Suicide Squad: Hell to Pay (2018)

It’ll take more than a bad movie to bring the “Suicide Squad” down. Deep down there’s still a great movie to be made with this concept. “Assault on Arkham” showed it, and “Hell to Pay” proves it. You don’t have to make this group the center of the DC Universe fighting massive gods. They can just be super powered thugs doing the slimy stuff like stealing Lex Luthor’s chunk of Kryptonite, or breaking in to Batman’s fortress to steal incriminating evidence he has to bring down Amanda Waller.
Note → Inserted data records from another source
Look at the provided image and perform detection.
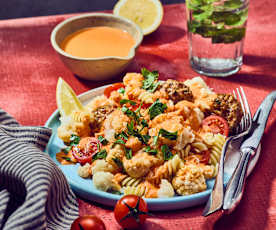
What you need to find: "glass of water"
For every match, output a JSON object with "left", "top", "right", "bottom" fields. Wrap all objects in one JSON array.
[{"left": 186, "top": 0, "right": 249, "bottom": 77}]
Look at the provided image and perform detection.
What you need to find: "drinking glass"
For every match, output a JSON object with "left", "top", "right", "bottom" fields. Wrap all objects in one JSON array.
[{"left": 186, "top": 0, "right": 249, "bottom": 77}]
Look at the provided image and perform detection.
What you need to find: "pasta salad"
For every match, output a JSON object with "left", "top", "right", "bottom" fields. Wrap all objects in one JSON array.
[{"left": 56, "top": 68, "right": 242, "bottom": 198}]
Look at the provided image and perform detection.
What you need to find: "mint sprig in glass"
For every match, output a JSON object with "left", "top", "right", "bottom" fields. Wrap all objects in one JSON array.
[{"left": 186, "top": 0, "right": 249, "bottom": 76}]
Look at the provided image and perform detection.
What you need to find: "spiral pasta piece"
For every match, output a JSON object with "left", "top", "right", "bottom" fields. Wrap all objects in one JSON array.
[
  {"left": 147, "top": 155, "right": 184, "bottom": 184},
  {"left": 204, "top": 133, "right": 226, "bottom": 166}
]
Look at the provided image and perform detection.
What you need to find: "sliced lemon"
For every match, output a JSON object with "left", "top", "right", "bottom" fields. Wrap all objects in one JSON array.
[
  {"left": 56, "top": 77, "right": 84, "bottom": 117},
  {"left": 113, "top": 0, "right": 163, "bottom": 35}
]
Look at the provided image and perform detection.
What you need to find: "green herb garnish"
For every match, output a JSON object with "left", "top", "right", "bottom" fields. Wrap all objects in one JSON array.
[
  {"left": 70, "top": 134, "right": 80, "bottom": 146},
  {"left": 141, "top": 68, "right": 160, "bottom": 93},
  {"left": 62, "top": 157, "right": 72, "bottom": 162},
  {"left": 112, "top": 157, "right": 124, "bottom": 171},
  {"left": 120, "top": 99, "right": 137, "bottom": 105},
  {"left": 149, "top": 99, "right": 167, "bottom": 120},
  {"left": 186, "top": 0, "right": 248, "bottom": 43},
  {"left": 111, "top": 139, "right": 125, "bottom": 148},
  {"left": 153, "top": 134, "right": 159, "bottom": 145},
  {"left": 92, "top": 149, "right": 107, "bottom": 161},
  {"left": 159, "top": 129, "right": 177, "bottom": 140},
  {"left": 107, "top": 189, "right": 122, "bottom": 195},
  {"left": 115, "top": 131, "right": 128, "bottom": 140},
  {"left": 127, "top": 121, "right": 150, "bottom": 144},
  {"left": 118, "top": 87, "right": 126, "bottom": 95},
  {"left": 125, "top": 148, "right": 132, "bottom": 160},
  {"left": 62, "top": 134, "right": 80, "bottom": 154},
  {"left": 161, "top": 145, "right": 173, "bottom": 161},
  {"left": 144, "top": 146, "right": 157, "bottom": 155},
  {"left": 122, "top": 106, "right": 139, "bottom": 120},
  {"left": 98, "top": 136, "right": 108, "bottom": 145}
]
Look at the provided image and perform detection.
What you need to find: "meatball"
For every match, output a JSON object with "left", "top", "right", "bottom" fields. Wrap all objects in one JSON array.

Something neat in the same vein happens in “Hell to Pay” when the group are assigned to track down a maguffin that is both silly and clever.
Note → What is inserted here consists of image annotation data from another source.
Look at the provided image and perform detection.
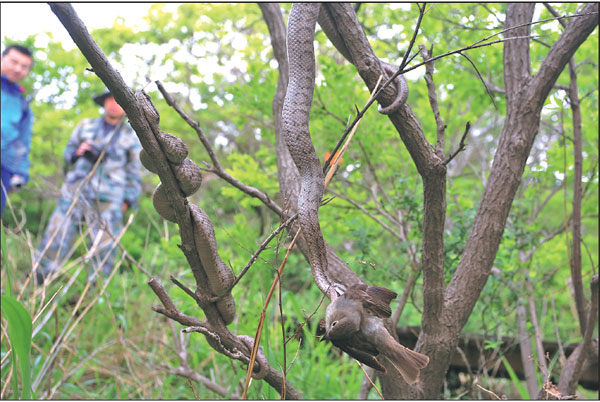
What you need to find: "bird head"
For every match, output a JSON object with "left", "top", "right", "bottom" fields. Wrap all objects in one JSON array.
[{"left": 325, "top": 297, "right": 361, "bottom": 339}]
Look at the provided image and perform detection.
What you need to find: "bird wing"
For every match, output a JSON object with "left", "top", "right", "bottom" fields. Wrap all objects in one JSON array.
[{"left": 344, "top": 283, "right": 398, "bottom": 318}]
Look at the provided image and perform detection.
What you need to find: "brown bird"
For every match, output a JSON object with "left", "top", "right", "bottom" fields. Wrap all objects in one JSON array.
[{"left": 323, "top": 284, "right": 429, "bottom": 384}]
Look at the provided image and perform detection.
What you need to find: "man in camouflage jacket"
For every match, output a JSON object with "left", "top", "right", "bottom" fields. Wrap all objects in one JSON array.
[{"left": 34, "top": 92, "right": 142, "bottom": 283}]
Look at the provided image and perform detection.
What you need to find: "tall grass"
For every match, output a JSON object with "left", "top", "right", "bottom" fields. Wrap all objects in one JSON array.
[{"left": 1, "top": 203, "right": 372, "bottom": 399}]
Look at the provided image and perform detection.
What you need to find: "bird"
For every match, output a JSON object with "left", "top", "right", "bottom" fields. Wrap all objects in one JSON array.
[{"left": 321, "top": 284, "right": 429, "bottom": 384}]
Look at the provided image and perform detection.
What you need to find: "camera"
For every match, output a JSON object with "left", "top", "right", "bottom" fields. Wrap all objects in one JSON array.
[{"left": 83, "top": 144, "right": 102, "bottom": 163}]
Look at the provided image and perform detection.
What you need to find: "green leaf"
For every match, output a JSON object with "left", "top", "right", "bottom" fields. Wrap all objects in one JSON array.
[{"left": 0, "top": 295, "right": 32, "bottom": 399}]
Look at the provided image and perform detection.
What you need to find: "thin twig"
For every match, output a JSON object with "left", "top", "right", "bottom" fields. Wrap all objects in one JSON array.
[
  {"left": 226, "top": 214, "right": 298, "bottom": 293},
  {"left": 444, "top": 121, "right": 471, "bottom": 166},
  {"left": 356, "top": 360, "right": 385, "bottom": 400},
  {"left": 459, "top": 53, "right": 498, "bottom": 110},
  {"left": 156, "top": 80, "right": 283, "bottom": 216},
  {"left": 242, "top": 228, "right": 302, "bottom": 399},
  {"left": 419, "top": 45, "right": 446, "bottom": 155}
]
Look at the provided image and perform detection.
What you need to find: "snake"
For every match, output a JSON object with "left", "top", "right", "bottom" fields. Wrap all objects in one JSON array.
[
  {"left": 282, "top": 3, "right": 408, "bottom": 300},
  {"left": 318, "top": 4, "right": 408, "bottom": 114},
  {"left": 135, "top": 91, "right": 236, "bottom": 325},
  {"left": 281, "top": 3, "right": 334, "bottom": 297}
]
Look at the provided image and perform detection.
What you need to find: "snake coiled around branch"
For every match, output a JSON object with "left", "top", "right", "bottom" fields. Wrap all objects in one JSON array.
[{"left": 136, "top": 91, "right": 235, "bottom": 325}]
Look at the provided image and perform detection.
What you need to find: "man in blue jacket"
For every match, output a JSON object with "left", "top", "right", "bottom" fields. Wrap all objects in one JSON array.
[{"left": 0, "top": 45, "right": 33, "bottom": 217}]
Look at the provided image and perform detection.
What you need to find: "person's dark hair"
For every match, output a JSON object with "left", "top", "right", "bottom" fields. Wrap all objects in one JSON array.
[{"left": 2, "top": 45, "right": 33, "bottom": 60}]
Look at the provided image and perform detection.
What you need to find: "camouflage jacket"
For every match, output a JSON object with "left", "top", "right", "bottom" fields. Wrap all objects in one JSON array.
[{"left": 61, "top": 117, "right": 142, "bottom": 207}]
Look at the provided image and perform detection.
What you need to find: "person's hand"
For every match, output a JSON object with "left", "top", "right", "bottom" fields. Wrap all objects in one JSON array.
[
  {"left": 75, "top": 141, "right": 92, "bottom": 158},
  {"left": 10, "top": 174, "right": 25, "bottom": 193}
]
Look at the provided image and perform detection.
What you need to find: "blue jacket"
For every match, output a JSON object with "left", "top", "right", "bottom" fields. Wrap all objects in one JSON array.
[{"left": 0, "top": 75, "right": 33, "bottom": 182}]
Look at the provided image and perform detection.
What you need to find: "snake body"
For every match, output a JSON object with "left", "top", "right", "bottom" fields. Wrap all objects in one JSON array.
[
  {"left": 282, "top": 3, "right": 330, "bottom": 293},
  {"left": 318, "top": 4, "right": 408, "bottom": 114},
  {"left": 136, "top": 91, "right": 235, "bottom": 325},
  {"left": 282, "top": 3, "right": 408, "bottom": 300}
]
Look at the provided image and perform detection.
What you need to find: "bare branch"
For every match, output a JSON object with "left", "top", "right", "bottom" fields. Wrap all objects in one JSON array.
[
  {"left": 419, "top": 45, "right": 447, "bottom": 155},
  {"left": 444, "top": 121, "right": 471, "bottom": 166},
  {"left": 156, "top": 81, "right": 282, "bottom": 216}
]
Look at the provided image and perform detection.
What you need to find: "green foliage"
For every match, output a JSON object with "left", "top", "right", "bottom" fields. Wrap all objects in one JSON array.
[
  {"left": 1, "top": 3, "right": 599, "bottom": 399},
  {"left": 0, "top": 295, "right": 31, "bottom": 399}
]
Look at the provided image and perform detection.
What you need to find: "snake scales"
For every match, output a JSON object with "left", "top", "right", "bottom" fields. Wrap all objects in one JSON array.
[
  {"left": 135, "top": 91, "right": 235, "bottom": 325},
  {"left": 282, "top": 3, "right": 408, "bottom": 300}
]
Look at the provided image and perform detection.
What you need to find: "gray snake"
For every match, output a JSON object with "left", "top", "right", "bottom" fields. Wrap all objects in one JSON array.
[
  {"left": 282, "top": 3, "right": 408, "bottom": 300},
  {"left": 135, "top": 91, "right": 235, "bottom": 325}
]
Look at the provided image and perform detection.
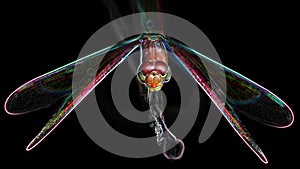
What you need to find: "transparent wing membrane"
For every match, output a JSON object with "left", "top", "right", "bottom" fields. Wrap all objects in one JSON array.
[
  {"left": 166, "top": 37, "right": 294, "bottom": 163},
  {"left": 5, "top": 37, "right": 139, "bottom": 150},
  {"left": 4, "top": 34, "right": 294, "bottom": 163}
]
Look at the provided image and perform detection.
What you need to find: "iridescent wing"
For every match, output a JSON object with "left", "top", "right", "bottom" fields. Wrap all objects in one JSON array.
[
  {"left": 4, "top": 36, "right": 139, "bottom": 151},
  {"left": 165, "top": 37, "right": 294, "bottom": 163}
]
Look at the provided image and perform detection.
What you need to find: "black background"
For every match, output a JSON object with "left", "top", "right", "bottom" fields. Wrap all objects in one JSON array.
[{"left": 0, "top": 1, "right": 299, "bottom": 168}]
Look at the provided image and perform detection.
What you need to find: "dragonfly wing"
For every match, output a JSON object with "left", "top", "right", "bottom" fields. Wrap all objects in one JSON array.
[
  {"left": 6, "top": 37, "right": 139, "bottom": 151},
  {"left": 166, "top": 38, "right": 293, "bottom": 163},
  {"left": 165, "top": 36, "right": 294, "bottom": 128},
  {"left": 4, "top": 38, "right": 141, "bottom": 115}
]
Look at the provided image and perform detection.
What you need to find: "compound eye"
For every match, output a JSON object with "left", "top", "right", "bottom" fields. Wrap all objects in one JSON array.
[
  {"left": 137, "top": 72, "right": 146, "bottom": 83},
  {"left": 139, "top": 62, "right": 154, "bottom": 75},
  {"left": 154, "top": 61, "right": 169, "bottom": 75}
]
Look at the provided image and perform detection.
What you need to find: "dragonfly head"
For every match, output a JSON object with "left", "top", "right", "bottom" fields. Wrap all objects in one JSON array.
[{"left": 137, "top": 61, "right": 171, "bottom": 91}]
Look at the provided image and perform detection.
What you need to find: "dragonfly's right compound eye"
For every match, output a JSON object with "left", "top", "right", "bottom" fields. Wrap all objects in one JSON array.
[{"left": 137, "top": 61, "right": 171, "bottom": 90}]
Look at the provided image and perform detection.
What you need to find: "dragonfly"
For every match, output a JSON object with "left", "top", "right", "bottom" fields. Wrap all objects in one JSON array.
[{"left": 4, "top": 33, "right": 294, "bottom": 163}]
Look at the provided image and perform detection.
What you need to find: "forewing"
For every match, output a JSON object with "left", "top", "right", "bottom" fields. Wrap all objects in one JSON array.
[{"left": 166, "top": 38, "right": 293, "bottom": 163}]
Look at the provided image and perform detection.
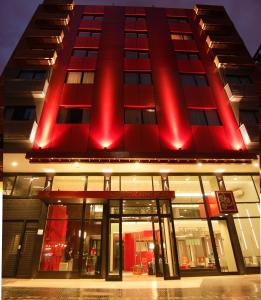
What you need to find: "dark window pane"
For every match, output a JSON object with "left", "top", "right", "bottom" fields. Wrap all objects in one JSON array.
[
  {"left": 181, "top": 74, "right": 196, "bottom": 86},
  {"left": 176, "top": 52, "right": 188, "bottom": 60},
  {"left": 124, "top": 73, "right": 139, "bottom": 84},
  {"left": 125, "top": 51, "right": 138, "bottom": 58},
  {"left": 73, "top": 49, "right": 86, "bottom": 56},
  {"left": 125, "top": 32, "right": 137, "bottom": 38},
  {"left": 125, "top": 109, "right": 142, "bottom": 124},
  {"left": 189, "top": 109, "right": 207, "bottom": 125},
  {"left": 205, "top": 110, "right": 221, "bottom": 126},
  {"left": 195, "top": 75, "right": 208, "bottom": 86},
  {"left": 142, "top": 108, "right": 157, "bottom": 124},
  {"left": 140, "top": 73, "right": 152, "bottom": 84}
]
After the first Suicide Squad proved troublesome, Amanda Waller is pushed in to a corner and decides to re-assemble a new group of super villains, all of whom have to learn to work together. Shocking enough, though Batman is mentioned, none of the major DC superheroes are here to be used as a crutch, because the writers do such a good job of cobbling together a ragtag group of super baddies that pack immense chemistry. The only surviving member of the original Suicide Squad (or Task Force X), Deadshot, is brought back in to the fold, and teamed with martial artist Bronze Tiger, Captain Boomerang, Killer Frost, the snake man Copperhead, and your favorite and mine: Harley Quinn.

They’re tasked with tracking down the holder of a mystical item that can grant someone an entrance in to heaven, and a lot of people are after it. This includes Captain Zoom, whose own powers are destroying his body. “Hell to Pay” is a quick, brisk, and fun action movie with a ton of sleazy humor and a decidedly adult tone. The team members in Task Force X are slime balls, all of whom have mixed morals and kill people like it’s a bodily function. This is the Suicide Squad I was hoping for, the kind that work well together but are always a step away from turning around and stabbing one another in the back. The cast are dynamic with Vanessa Williams doing solid work as Waller, while Christian Slater is top notch as Deadshot. I’d be remiss if I didn’t mention C. Thomas Howell’s slimy turn as Zoom. The follow up to “Assault on Arkham” is a great return to form for our beloved DC scum: Task Force X.